ANDY SCHOLES, CNN SPORTS ANCHOR: Yeah, good morning, Kasie.

So Tyreek Hill was at practice yesterday with the Dolphins when he was told that his house was on fire. He immediately left to go home to see what was happening. CNN affiliate WSVN was over the fire in their chopper and Hill could be seen walking around outside in a walking boot, embracing his family. Now, no one was hurt in the fire and the cause was unclear. Hill's agent, Drew Rosenhaus, told local media that the fire was contained to one room in the house.

Hill and the Dolphins -- they host the Bills on Sunday. The winner of that game gets the two-seed in the AFC.

All right. We had a historic night of scoring in the NBA last night. Ten teams scored at least 130 points. That's never happened before.

The game of the night was in Sacramento where the Kings hosted the Magic. Late in the fourth, Malik Monk drives the lane and lays it in. So we would go to overtime, tied at 118. The Kings were up two in the final seconds of O.T. when Paolo Banchero gets the tough lay-in to go. He had a career-high 43 in this one.

So we go into double O.T. Under a minute to go, De'Aaron Fox with a turnaround jumper that rainbows in. Now, Banchero did have one last chance to tie this up in the final seconds but his three here at the buzzer is going to be no good.

Kings win that one 138-135 in double overtime. All right. Elsewhere, the Jazz hosting the Pistons. Jalen Duran -- huge dunk over Walker Kessler. And then he just kind of rides Kessler up the court. Take another look. So, Duran just wanted a piggyback ride, I guess, but Kessler wasn't having it maybe because he's six foot-ten, 250 pounds.

This was another one of those high-scoring games. Lauri Markkanen, coming through for the Jazz in the clutch hitting this three with under five seconds to go, gave Utah the lead. But that was just enough time for Detroit's Alec Burks to go the length of the floor. And he hit a three at the buzzer to force overtime in this game. The Jazz, though -- they did pull away in that extra period to win 154-148.

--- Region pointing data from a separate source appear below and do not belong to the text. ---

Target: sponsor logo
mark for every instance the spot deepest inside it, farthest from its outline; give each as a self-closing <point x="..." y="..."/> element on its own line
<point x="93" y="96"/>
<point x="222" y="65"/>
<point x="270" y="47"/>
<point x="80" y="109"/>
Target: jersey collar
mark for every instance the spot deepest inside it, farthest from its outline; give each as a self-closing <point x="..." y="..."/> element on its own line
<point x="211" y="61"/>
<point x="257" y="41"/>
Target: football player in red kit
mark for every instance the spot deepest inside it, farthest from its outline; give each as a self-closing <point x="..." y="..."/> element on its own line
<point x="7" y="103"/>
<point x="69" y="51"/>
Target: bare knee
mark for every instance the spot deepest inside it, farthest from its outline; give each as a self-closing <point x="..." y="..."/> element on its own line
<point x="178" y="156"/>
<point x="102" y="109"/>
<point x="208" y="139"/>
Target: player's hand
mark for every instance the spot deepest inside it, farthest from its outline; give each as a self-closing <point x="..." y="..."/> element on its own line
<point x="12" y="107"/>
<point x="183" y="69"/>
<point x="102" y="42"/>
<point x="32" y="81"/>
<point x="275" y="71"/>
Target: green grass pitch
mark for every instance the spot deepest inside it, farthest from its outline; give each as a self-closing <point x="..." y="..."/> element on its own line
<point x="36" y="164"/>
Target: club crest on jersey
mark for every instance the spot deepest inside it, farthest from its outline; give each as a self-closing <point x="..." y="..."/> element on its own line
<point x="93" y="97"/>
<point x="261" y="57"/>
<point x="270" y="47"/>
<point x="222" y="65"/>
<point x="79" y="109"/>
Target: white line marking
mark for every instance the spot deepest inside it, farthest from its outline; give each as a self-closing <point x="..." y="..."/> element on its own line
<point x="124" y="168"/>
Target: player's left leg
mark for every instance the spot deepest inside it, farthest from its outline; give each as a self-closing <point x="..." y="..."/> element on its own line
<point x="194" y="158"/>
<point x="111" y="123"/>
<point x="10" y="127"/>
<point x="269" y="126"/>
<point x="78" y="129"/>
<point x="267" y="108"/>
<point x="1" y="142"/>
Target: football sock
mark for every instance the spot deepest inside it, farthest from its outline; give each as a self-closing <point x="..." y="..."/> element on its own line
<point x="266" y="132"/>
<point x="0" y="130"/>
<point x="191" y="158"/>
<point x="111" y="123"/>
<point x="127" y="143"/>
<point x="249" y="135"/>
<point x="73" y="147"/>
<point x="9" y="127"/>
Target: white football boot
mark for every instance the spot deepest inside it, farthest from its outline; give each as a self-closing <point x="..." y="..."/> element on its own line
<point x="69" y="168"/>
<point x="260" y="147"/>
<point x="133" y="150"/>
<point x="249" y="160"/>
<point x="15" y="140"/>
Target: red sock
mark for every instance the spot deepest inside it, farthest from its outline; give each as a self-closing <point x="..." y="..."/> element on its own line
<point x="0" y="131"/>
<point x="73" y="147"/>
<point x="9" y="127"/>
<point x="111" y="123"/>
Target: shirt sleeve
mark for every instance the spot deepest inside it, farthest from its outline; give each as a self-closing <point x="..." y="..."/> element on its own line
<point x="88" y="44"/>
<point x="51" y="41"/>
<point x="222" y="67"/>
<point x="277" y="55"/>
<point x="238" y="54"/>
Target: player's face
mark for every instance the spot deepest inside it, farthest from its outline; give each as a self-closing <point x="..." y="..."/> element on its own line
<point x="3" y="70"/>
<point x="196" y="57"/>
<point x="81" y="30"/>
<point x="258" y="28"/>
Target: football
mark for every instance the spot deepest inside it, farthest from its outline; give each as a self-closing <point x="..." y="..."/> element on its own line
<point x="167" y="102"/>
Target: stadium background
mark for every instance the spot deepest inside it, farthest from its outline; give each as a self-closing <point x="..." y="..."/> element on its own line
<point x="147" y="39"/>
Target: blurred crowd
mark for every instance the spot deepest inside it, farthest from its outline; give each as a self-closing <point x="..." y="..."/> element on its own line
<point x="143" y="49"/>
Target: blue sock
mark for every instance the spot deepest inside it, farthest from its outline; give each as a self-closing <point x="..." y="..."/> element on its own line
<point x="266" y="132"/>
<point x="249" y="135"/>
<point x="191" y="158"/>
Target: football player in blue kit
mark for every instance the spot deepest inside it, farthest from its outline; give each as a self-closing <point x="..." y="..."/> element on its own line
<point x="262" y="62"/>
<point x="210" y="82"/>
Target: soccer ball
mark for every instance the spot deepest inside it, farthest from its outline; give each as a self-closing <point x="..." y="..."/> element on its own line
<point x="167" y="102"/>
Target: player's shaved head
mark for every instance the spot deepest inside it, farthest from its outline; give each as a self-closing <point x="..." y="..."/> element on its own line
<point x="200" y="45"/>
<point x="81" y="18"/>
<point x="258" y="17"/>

All right. And finally, 16-year-old Luke Littler feeling the love from the fans as he looked to become the youngest-ever World Darts champion. Littler had beaten two world champions en route to the title match. And during his magical run at the tournament he had said he did the same thing every day, including eating an omelet for breakfast and pizza for lunch.

He actually led 4-2 but world number one Luke Humphries proved to be too much. Humphries claiming the world title seven sets to four.

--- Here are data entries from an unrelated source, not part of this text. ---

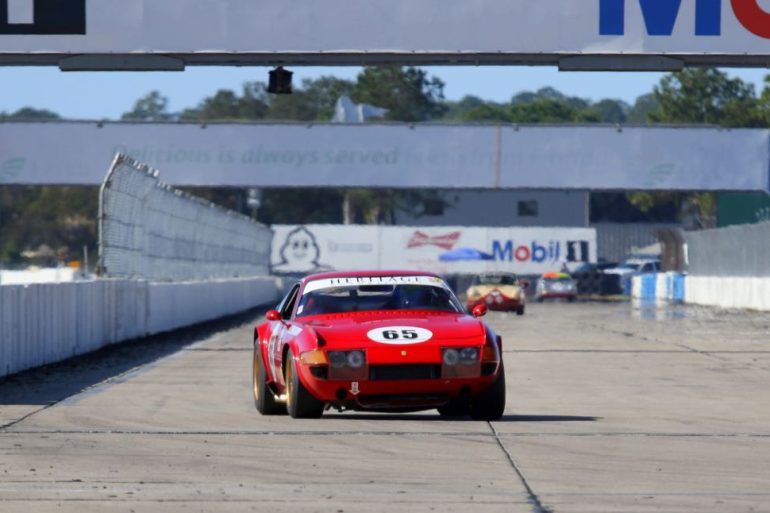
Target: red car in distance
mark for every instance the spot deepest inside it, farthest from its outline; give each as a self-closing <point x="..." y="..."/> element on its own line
<point x="392" y="341"/>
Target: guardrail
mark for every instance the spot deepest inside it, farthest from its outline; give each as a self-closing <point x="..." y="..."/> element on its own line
<point x="47" y="323"/>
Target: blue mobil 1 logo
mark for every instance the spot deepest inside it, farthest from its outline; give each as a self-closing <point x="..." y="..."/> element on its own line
<point x="660" y="16"/>
<point x="42" y="17"/>
<point x="508" y="251"/>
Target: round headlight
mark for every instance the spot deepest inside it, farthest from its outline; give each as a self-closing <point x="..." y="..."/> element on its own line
<point x="355" y="359"/>
<point x="469" y="355"/>
<point x="337" y="359"/>
<point x="451" y="357"/>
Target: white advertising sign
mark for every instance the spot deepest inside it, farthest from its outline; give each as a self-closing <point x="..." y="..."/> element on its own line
<point x="403" y="156"/>
<point x="370" y="31"/>
<point x="447" y="250"/>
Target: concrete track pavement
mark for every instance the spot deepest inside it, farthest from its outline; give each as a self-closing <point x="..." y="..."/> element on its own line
<point x="610" y="408"/>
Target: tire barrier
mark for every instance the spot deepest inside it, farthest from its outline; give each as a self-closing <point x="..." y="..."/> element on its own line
<point x="599" y="284"/>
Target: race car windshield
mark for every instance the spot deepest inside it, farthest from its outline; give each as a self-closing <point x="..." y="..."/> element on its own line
<point x="495" y="279"/>
<point x="362" y="298"/>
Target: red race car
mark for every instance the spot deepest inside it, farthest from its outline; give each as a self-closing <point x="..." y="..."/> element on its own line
<point x="377" y="341"/>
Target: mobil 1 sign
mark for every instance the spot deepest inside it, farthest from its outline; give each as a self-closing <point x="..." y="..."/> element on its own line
<point x="237" y="32"/>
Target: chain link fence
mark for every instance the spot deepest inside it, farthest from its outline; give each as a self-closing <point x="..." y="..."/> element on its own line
<point x="733" y="251"/>
<point x="152" y="231"/>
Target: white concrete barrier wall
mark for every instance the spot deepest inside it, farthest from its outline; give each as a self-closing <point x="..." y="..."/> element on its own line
<point x="46" y="323"/>
<point x="729" y="292"/>
<point x="173" y="305"/>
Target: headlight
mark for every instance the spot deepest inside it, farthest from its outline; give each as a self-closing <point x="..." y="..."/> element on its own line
<point x="464" y="355"/>
<point x="347" y="365"/>
<point x="461" y="362"/>
<point x="337" y="359"/>
<point x="355" y="359"/>
<point x="469" y="355"/>
<point x="451" y="357"/>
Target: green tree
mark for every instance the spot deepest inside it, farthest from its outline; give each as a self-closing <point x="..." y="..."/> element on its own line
<point x="705" y="96"/>
<point x="640" y="112"/>
<point x="313" y="101"/>
<point x="63" y="218"/>
<point x="408" y="93"/>
<point x="609" y="111"/>
<point x="699" y="96"/>
<point x="151" y="107"/>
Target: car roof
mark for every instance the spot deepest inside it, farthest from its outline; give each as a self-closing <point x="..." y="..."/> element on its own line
<point x="553" y="275"/>
<point x="358" y="274"/>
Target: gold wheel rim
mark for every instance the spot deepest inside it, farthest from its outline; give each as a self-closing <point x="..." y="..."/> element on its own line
<point x="289" y="383"/>
<point x="255" y="376"/>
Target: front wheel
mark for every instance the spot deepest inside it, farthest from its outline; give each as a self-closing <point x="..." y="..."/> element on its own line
<point x="490" y="403"/>
<point x="264" y="399"/>
<point x="300" y="403"/>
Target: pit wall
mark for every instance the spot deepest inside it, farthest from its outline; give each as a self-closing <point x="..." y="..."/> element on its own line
<point x="718" y="291"/>
<point x="47" y="323"/>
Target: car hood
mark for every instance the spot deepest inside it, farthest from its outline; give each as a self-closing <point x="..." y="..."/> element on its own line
<point x="511" y="291"/>
<point x="353" y="329"/>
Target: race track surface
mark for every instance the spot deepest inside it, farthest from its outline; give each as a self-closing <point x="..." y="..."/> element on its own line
<point x="611" y="408"/>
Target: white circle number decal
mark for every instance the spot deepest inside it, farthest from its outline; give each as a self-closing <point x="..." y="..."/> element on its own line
<point x="400" y="335"/>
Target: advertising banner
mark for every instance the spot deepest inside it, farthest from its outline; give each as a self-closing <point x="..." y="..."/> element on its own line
<point x="398" y="156"/>
<point x="367" y="31"/>
<point x="447" y="250"/>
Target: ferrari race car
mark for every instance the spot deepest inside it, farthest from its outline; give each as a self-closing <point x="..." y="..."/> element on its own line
<point x="556" y="286"/>
<point x="499" y="291"/>
<point x="376" y="341"/>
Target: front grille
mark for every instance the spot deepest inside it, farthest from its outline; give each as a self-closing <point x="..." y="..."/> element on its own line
<point x="396" y="400"/>
<point x="404" y="372"/>
<point x="488" y="368"/>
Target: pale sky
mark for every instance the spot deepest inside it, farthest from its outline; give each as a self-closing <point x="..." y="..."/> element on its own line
<point x="106" y="95"/>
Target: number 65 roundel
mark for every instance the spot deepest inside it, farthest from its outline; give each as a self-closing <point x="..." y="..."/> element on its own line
<point x="400" y="335"/>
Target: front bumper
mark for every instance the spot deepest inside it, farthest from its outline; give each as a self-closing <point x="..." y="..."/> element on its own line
<point x="497" y="303"/>
<point x="389" y="394"/>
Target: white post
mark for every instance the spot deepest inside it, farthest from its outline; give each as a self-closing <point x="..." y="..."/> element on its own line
<point x="21" y="12"/>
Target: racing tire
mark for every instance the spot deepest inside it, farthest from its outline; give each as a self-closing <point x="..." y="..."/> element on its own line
<point x="489" y="404"/>
<point x="264" y="399"/>
<point x="459" y="407"/>
<point x="300" y="403"/>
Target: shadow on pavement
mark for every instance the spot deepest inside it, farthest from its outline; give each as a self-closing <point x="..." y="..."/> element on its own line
<point x="435" y="417"/>
<point x="53" y="383"/>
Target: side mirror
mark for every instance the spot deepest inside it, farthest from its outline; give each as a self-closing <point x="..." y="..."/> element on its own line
<point x="479" y="310"/>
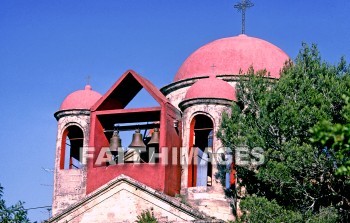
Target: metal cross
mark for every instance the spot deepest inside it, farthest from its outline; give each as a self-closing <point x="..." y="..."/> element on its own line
<point x="242" y="7"/>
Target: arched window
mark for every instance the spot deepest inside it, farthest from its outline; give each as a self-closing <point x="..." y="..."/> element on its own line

Littler disappointed about not winning it all but was still thrilled about his incredible run.


LUKE LITTLER, WORLD DARTS CHAMPIONSHIP RUNNER-UP: It's been unbelievable. The one negative was I lost too many legs with my own throw so Luke could break me. And Luke would hold and I'd be 2-0 down. So that's the only negative. And I got to the final and I might not get to another final for the next five to 10 years. But I can say I'm a runner-up and now I just want to go and win it.



SCHOLES: Yeah. What's next for Littler, Kasie? He told Talk Sport I could potentially qualify for every tournament out there. So there's no school, no college, no nothing. It's going to be Luke Littler on the darts tour.

HUNT: I guess it's every kid's dream, right?

Andy Scholes, thank you very much --

SCHOLES: You got it.

HUNT: -- for that.

And thanks to all of you for joining us this morning. I'm Kasie Hunt. Don't go anywhere. "CNN THIS MORNING" starts right now.